Berfrois

Bazaars/Flea Markets

Print

From The Smart Set:

I think Prakash gets closer to a true picture of what Mumbai is — if a city is anything — than my entire library of German history. The way history folds in on itself, repeats patterns over and over until never again. The way names or places or events can be linked across centuries, with vast emptiness between them. It does not always go Frederick William, so Kaiser Wilhelm, so Adolf Hitler. It does not always go, witches then Catholics then Jews now Turks. Prakash quotes Jonathan Raban in his first chapter: “The soft city of illusion, myth, aspiration, nightmare, is as real maybe more real, than the hard city one can locate on maps, in statistics, in monographs on urban sociology and demography and architecture.” The soft city is more difficult to write about. It’s comforting to put things into straight lines and find cause and effect. But ultimately it’s a lie.

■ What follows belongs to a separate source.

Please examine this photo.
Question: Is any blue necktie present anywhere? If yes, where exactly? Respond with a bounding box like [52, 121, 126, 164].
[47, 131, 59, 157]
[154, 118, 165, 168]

Near the end of Mumbai Fables, Prakash writes about the bazaars, the unexpected and chaotic arrangement of seemingly unrelated goods. (I think, yes, the flea markets in Berlin with their seemingly endless supply of old records, books, antique jewelry, electrical parts, baby clothing, VHS tapes, and artworks.) “The unexpected juxtaposition… functions like a montage, breaking up the smooth and evolutionary surface of historical representation. You see the city’s urban heritage not in a linear fashion but in the heretical arrangement of fragmentary and spatial combinations.” That collage, that jumble, is much more revealing about the city’s inner workings.